4 – Cloud Computing and Disaster Avoidance

The Need for Distributed Cloud Networking

If Hot Standby disaster recovery solutions running in a traditional routed DCI network are still valid and are often part of the specifications of the enterprise, there are some applications and emerging services enabled with cloud computing that require an RTO and RPO of zero with a full transparent connectivity between the data centers.

These requirements have already been addressed, especially with the deployment of high-availability clusters stretched between multiple sites. However, the rapid evolution of business continuity for cloud computing requires us to offer more reliable and efficient DCI solutions to meet the flexibility and elasticity needs of the service cloud: dynamic automation and almost unlimited resources for the virtual server, network, and storage environment in a fully transparent fashion.

Disaster recovery is critical to cloud computing for two important reasons. First, physical data centers have “layer zero” physical limits and constraints such as rack space, power, and cooling capacity. Second, currently not many applications are written for the distributed cloud that accounts for the type of network transports and distances needed to exchange data between different locations.

DCI Solution with Resource Elasticity

To address these concerns, the type of network interconnection between the remote data centers that handles the cloud infrastructure needs to be as resilient as possible and must be able to support any new connections where resources may be used by different services. It should also be optimized to provide direct, immediate, and seamless access to the active resources dispersed at different remote sites.

The need for applications and services to communicate effectively and transparently across the WAN or metro network is critical for businesses and service providers using private, hybrid, or public clouds.

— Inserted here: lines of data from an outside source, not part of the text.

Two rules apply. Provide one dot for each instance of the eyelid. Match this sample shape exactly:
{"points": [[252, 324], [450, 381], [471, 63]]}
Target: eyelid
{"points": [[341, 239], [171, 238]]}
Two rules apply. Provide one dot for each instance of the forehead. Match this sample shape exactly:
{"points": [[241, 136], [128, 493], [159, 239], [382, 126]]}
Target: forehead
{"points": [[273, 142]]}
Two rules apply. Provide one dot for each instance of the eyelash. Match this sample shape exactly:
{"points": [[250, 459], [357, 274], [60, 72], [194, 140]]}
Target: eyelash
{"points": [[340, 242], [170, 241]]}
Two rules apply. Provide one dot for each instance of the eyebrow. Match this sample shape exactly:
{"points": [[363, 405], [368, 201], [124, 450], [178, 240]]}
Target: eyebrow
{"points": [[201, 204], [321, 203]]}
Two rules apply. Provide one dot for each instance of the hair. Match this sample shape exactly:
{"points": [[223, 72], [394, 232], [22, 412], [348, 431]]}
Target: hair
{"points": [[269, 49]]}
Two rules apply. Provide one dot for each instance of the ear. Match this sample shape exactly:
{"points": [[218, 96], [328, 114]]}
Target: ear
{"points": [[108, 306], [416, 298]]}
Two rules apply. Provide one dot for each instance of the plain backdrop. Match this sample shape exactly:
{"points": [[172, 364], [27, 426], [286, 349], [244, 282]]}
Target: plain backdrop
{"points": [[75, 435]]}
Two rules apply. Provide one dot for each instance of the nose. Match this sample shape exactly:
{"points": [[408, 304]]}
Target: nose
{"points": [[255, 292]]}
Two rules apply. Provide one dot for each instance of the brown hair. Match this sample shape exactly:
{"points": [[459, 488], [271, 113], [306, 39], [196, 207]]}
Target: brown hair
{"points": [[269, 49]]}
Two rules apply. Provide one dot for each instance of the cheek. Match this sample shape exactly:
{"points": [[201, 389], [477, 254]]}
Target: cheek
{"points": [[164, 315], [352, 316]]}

To support cloud services such as Infrastructure as a Service (IaaS), VDI/VXI, and UCaaS in a sturdy, resilient, and scalable network, it is also crucial to provide highly-available bandwidth with dynamic connectivity regardless of VM movement. This is true for the network layer as well as for the storage layer.

The latency related to the distances between data centers is another essential element that must be taken into account for the deployment of the DCI. Each service and function has its own criteria and constraints, so it relies on the application requiring the lowest latency to be used as a reference to determine the maximum distance between physical resources.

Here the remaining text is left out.